Fears over the coronavirus and an oil price war sank the Dow Jones Industrial down 2013.76 points, a 7.79% drop by the end of Monday’s rollercoaster day. The S&P 500 had its worst day since 2008.
Five minutes after the trading day started Monday, the S&P 500 fell 7% triggering an automatic 15-minute halt to trading known as a “circuit breaker,” marking the first time trading was automatically stopped since 1997.
“[The circuit breakers] give markets an opportunity to catch their breath, essentially, so it’s not just selling begets selling and down we’d go,” said Marc Horner, president and founder of Fairhaven Wealth Management.
Oil prices also plummeted about 24% to $34 a barrel, which is the biggest one-day crash since the Gulf War in 1991. The price crash happened after the Saudi Arabian oil company, Aramco, slashed prices and promised to increase output after the Saudi-led Organization of the Petroleum Exporting Countries (OPEC) failed to reach a deal with Russia over oil-production cuts. A flooded oil market will hurt U.S. shale producers that exports oil.

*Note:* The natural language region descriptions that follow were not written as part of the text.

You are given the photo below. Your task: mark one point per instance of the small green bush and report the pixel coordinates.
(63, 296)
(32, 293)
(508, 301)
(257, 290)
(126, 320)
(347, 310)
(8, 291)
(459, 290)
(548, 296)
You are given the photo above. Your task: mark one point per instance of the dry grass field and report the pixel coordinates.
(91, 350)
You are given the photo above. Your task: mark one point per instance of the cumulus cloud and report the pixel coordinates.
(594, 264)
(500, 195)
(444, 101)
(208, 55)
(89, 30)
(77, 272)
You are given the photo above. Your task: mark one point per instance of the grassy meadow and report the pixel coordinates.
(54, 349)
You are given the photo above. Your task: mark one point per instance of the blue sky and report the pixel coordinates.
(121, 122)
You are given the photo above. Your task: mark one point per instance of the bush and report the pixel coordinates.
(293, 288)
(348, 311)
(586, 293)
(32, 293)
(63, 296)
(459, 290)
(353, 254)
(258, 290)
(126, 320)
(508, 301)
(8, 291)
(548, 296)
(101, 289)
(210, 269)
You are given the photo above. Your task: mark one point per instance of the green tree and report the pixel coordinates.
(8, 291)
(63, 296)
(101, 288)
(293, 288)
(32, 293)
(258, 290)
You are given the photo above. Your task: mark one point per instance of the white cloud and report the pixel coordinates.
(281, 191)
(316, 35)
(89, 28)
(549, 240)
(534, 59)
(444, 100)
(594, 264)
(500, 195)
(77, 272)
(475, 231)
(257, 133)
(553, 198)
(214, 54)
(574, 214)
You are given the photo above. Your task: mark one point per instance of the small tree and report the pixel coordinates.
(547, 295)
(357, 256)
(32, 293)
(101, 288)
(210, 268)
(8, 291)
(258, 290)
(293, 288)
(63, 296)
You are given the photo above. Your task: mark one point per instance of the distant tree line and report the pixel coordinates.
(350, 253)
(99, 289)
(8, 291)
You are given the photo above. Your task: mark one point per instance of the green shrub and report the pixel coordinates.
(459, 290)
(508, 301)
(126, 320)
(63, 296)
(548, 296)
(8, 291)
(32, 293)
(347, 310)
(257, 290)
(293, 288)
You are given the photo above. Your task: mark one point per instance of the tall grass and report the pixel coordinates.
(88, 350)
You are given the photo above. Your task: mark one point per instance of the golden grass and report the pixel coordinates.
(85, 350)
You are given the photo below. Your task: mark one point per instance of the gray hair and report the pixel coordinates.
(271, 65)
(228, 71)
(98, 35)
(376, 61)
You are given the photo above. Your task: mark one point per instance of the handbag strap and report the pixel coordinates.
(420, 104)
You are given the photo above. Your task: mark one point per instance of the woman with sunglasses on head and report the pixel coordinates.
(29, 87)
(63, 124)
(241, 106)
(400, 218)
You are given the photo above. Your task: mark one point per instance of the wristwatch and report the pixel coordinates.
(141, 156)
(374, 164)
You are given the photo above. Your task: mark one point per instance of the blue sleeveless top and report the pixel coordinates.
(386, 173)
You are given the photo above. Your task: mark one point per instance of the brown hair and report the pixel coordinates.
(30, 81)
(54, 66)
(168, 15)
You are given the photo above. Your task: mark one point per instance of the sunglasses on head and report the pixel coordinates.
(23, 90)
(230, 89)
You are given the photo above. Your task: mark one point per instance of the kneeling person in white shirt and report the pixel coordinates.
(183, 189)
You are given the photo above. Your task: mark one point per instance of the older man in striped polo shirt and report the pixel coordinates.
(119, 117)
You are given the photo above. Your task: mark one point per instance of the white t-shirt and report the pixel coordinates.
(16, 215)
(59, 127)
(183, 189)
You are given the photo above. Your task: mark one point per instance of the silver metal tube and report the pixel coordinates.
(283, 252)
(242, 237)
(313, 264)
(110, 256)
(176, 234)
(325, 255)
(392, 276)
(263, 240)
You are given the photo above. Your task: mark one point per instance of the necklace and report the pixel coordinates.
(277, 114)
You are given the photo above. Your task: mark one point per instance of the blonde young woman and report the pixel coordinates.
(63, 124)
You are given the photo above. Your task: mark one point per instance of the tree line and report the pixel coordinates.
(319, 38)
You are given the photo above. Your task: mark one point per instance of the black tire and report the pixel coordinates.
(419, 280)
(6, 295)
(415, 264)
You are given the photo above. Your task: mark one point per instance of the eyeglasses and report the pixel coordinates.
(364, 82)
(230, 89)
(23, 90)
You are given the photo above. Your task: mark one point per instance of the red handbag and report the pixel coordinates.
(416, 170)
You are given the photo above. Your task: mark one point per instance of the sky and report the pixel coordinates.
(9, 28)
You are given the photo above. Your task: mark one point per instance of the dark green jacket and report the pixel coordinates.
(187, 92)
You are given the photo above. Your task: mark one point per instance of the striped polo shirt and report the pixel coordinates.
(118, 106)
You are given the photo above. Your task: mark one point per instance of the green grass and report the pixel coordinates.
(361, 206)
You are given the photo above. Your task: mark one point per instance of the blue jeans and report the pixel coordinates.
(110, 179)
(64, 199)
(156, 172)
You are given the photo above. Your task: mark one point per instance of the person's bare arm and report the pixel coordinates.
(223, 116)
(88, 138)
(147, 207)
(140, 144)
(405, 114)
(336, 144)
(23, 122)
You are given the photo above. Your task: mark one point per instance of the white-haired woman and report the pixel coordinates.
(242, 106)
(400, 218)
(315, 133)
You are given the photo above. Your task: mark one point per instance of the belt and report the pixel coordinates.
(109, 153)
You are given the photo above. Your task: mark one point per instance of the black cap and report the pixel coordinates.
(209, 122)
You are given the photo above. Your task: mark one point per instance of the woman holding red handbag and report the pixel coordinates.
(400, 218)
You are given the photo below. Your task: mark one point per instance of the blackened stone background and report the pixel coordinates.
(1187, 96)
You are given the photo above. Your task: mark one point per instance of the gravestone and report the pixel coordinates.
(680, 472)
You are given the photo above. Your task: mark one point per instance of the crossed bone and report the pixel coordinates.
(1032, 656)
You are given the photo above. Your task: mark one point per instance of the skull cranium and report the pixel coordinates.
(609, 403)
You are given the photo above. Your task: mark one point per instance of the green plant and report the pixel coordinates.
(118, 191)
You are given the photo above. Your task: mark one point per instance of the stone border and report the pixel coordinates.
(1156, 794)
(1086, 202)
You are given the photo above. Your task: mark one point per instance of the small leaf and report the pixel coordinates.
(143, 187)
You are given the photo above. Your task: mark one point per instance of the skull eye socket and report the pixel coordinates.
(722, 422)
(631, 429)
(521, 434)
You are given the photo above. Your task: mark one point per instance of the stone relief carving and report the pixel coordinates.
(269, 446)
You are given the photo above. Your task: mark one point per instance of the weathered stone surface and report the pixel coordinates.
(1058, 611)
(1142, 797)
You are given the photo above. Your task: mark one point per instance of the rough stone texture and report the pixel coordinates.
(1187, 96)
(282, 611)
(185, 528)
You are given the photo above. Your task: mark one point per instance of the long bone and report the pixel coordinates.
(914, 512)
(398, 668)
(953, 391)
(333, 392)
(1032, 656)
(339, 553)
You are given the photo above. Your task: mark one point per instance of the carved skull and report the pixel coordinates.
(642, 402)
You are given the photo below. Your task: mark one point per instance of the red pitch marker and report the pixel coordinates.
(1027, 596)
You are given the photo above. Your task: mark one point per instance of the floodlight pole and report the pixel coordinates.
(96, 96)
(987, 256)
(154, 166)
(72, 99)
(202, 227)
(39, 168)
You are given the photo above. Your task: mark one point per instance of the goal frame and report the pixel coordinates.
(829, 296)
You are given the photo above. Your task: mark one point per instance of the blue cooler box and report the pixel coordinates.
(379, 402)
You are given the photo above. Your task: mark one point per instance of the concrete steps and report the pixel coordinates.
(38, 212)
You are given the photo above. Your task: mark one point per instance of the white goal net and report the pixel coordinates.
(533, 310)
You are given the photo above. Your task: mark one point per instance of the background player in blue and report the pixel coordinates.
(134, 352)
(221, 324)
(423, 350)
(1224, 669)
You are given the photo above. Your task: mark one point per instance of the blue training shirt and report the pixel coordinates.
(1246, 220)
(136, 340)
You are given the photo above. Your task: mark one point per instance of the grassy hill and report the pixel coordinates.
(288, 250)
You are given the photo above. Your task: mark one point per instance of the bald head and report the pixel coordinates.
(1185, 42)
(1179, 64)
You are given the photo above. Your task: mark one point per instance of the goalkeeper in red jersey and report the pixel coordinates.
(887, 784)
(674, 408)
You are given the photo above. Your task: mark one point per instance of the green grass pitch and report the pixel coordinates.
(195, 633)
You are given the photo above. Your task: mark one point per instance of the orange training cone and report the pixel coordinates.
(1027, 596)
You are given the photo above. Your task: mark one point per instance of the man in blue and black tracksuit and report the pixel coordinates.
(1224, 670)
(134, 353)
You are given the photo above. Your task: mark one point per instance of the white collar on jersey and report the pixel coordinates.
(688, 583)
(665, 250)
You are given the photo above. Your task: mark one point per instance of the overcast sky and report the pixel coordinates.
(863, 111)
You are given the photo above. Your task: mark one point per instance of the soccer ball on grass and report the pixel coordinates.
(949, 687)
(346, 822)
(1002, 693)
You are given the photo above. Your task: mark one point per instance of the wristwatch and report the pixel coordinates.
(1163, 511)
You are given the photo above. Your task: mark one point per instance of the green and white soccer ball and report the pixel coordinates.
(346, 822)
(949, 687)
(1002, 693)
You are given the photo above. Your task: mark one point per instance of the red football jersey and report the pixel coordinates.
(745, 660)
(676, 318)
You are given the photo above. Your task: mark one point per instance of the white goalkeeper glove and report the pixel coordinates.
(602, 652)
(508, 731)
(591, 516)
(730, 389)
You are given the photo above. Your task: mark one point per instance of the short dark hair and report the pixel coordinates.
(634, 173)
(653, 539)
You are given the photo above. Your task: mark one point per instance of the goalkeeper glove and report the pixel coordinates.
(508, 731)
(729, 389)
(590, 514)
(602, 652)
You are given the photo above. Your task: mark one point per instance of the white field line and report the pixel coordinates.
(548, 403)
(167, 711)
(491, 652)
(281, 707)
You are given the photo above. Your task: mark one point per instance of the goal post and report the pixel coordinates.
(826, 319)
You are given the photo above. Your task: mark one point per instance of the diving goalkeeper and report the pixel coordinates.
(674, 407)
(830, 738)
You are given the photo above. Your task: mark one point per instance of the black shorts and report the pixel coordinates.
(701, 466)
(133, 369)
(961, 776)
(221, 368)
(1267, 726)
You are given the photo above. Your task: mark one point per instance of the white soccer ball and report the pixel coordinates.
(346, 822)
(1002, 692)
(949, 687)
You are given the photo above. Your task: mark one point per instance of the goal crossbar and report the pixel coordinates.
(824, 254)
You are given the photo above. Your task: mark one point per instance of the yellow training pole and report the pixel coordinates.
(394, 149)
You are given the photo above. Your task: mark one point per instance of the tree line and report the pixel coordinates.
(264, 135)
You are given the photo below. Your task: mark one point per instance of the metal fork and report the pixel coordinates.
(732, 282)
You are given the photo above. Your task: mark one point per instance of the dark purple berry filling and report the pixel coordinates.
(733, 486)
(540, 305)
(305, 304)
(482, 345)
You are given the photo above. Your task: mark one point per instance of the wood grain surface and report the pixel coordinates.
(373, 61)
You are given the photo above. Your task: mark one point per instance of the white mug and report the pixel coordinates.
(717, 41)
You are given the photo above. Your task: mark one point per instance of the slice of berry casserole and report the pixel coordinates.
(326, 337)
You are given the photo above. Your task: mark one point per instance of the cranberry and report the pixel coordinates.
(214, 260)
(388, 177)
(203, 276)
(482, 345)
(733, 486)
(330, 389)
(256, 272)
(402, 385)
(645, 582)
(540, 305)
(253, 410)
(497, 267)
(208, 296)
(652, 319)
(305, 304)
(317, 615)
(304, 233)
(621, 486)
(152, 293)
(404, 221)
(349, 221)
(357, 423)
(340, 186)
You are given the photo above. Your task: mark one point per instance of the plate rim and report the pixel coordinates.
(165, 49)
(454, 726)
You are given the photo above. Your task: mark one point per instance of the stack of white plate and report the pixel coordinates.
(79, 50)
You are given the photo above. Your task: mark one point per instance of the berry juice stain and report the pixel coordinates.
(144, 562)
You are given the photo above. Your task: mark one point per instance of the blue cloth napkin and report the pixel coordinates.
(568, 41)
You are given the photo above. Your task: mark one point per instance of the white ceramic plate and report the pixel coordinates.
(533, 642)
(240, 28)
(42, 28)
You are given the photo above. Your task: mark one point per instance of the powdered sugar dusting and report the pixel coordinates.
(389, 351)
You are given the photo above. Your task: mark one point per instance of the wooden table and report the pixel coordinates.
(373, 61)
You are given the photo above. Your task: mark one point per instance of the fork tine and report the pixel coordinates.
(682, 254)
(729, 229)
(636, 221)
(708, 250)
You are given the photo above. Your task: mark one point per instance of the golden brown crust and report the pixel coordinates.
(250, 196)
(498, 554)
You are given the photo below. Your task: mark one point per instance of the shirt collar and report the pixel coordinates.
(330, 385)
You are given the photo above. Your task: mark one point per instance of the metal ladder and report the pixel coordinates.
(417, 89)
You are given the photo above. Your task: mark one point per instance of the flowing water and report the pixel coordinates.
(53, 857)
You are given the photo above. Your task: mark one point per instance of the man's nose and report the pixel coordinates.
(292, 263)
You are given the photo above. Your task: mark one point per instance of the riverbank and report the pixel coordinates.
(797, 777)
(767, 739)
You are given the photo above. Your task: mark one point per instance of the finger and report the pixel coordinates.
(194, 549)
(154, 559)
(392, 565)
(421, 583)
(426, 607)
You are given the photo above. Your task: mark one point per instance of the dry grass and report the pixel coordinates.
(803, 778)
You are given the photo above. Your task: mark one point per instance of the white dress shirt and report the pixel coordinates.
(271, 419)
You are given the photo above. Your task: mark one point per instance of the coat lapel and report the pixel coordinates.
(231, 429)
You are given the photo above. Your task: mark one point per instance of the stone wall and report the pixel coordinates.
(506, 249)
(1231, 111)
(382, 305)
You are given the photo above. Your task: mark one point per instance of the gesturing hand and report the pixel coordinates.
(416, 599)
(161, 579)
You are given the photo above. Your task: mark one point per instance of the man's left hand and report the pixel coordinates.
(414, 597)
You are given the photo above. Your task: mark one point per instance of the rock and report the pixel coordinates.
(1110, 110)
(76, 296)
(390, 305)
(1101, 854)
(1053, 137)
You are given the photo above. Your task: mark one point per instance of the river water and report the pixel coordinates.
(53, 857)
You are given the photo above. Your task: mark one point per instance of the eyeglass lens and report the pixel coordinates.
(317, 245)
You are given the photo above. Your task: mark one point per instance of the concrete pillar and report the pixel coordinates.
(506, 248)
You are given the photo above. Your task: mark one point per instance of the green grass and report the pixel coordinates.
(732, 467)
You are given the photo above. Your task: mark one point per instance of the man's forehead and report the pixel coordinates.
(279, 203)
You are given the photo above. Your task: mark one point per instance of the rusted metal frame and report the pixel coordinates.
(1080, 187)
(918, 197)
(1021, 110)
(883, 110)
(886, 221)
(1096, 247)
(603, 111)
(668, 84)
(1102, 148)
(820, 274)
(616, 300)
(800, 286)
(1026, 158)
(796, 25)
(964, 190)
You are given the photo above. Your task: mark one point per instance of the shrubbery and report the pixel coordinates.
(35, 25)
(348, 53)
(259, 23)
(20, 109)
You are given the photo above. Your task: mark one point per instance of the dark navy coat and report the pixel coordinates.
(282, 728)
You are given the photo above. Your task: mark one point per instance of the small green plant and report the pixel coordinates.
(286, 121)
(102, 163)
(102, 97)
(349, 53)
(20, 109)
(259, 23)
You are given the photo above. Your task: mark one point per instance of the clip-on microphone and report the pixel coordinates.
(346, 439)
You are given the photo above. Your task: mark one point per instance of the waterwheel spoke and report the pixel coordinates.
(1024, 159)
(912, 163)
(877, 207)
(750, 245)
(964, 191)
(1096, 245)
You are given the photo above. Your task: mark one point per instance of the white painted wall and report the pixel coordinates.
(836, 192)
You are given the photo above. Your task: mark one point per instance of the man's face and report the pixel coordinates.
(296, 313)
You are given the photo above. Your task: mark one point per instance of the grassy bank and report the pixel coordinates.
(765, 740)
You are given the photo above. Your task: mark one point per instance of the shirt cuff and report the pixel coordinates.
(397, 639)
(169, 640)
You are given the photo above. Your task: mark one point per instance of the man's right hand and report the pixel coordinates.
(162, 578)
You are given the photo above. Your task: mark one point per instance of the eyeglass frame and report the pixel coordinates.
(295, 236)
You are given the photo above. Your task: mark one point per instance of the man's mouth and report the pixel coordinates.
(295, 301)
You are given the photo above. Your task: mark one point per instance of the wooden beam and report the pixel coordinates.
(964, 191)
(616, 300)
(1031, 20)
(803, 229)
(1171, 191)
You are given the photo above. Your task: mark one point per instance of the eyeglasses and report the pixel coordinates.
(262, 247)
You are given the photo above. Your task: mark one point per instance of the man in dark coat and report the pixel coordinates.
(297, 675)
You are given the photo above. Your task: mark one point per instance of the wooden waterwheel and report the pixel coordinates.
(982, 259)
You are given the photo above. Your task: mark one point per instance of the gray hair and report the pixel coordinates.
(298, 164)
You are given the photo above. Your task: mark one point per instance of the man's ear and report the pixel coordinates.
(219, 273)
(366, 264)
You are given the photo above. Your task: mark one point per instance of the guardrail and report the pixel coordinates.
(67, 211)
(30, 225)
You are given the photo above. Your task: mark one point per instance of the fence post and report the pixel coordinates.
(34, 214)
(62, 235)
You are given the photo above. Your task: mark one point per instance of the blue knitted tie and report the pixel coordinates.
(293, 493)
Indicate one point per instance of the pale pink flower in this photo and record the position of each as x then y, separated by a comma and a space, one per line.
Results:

Horner says both coronavirus fears and the battle over oil is causing market volatility.
“OPEC is waging a price war on Russia in saying that they’re going to produce a whole bunch of oil to drive down oil prices,” he said. “Coronavirus, in particular, boils down to people don’t know what that might lead to.”
Horner said he hasn’t been flooded by client calls amid the selloff. “Thankfully, we’ve got relatively few client calls,” he said. “And actually all of the clients that are making moves, clients are sticking to their long-term investment plan.
“There’ve been a couple of clients that have decided to move to cash, but they are outnumbered by clients that have been buying into the decline and adding to their stock side of their portfolio.”